Y	Hacker News new \| ask \| show \| jobs

by lmeyerov 2203 days ago

It's useful to separate graph-shaped problems from graph-db-shaped problems. From what we (Graphistry) see when working with folks here:

1. Graph-shaped, and generally fine without a graph DB:

* You / your app wants to run some graph algorithms, it fits in CPU/GPU memory, you have the data elsewhere, and it's easily stitched into a graph. We regularly do 1000-1B nodes/edges on one GPU node. SQL/CSV/Parquet/Splunk/Spark query -> node+edge table -> ... . Ex: Correlating user journeys, mapping host/network IT/security log activity, analyzing bots, ... .

* You want to visually explore ^^^^ as graphs/relationships/correlations (where we often come in for Graphistry)

Having to manage 2 systems of record for some data to get some algorithmic/usability benefits is terrible, so often I recommend your regular DB + on-the-fly graph compute like ^^^^ .

The upcoming security session of LearnRAPIDS.com will walk through some of this.

2. Graph search + graph enrichment, esp. on heterogeneous data or on > 1B nodes/edges.

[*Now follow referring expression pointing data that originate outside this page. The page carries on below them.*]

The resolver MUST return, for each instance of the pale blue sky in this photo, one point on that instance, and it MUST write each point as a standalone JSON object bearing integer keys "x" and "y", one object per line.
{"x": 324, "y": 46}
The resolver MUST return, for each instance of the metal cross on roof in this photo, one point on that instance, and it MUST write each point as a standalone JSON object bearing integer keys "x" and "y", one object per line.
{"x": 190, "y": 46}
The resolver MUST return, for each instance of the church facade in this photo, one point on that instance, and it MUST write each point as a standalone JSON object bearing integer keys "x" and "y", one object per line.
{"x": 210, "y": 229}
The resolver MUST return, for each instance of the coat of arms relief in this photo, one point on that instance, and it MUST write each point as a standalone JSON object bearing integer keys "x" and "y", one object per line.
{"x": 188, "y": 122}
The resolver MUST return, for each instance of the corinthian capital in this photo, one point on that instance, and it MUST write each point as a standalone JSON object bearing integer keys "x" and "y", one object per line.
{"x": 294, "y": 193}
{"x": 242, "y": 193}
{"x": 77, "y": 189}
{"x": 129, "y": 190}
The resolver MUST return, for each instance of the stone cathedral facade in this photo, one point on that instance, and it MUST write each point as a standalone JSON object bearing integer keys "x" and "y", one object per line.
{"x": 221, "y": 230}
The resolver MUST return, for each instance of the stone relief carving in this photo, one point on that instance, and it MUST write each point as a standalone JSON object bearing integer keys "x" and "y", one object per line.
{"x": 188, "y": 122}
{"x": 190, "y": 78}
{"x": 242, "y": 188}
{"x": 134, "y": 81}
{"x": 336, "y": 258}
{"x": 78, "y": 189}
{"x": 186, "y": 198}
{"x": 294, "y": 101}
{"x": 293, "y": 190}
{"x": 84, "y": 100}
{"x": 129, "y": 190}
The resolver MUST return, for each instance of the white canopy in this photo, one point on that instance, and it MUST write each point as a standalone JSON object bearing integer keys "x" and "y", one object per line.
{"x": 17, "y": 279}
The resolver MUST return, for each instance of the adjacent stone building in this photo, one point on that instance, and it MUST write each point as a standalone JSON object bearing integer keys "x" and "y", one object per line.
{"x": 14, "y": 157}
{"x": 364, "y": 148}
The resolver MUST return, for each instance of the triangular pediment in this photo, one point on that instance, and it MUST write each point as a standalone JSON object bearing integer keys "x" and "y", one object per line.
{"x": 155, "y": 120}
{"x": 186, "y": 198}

2a. Graph query languages provide genericity not seen in normal SQL/NoSQL. Ex: An analyst or an ML algorithm wants to get a 360 on all data associated with some value, maybe a couple hops out. There may be many types of data available. In SQL/NoSQL land, you need to know all the ways to pivot ahead of time (Users.id -> Customers.user_id --phone--> Calls.phone), and pray that the Join queries don't tank the system either as one-off queries or in throughput scenarios.

2b. Graph DB impls can efficiently run certain search queries other DBs cannot. When your searches have extra fun patterns, like "between user A and user B, find all paths", and "Process A talks to Process B, which creates File C, which ...", this can be a big deal.

Growing in # of Tables or # Rows both make these more important.

3. Graph management, whole-graph analytics, write-heavy

* DB management can be good for auth & locked schema reasons even early on; part of why we did Neo4j early for ProjectDomino.org

* When working set sizes do start hitting say 100M or 1B, you may have a variety of queries where you don't want the overheads of going from scratch for everything (#1), esp. in a multi-user/service arch.

* Likewise, when data grows to multi-node & write-heavy, you may want it always on. An ephemeral system can be good (no state!), but if writes are needed to and you don't want 2 systems, a graph db may be a good system.

We get involved in all 3 categories of graph projects, am happy to help.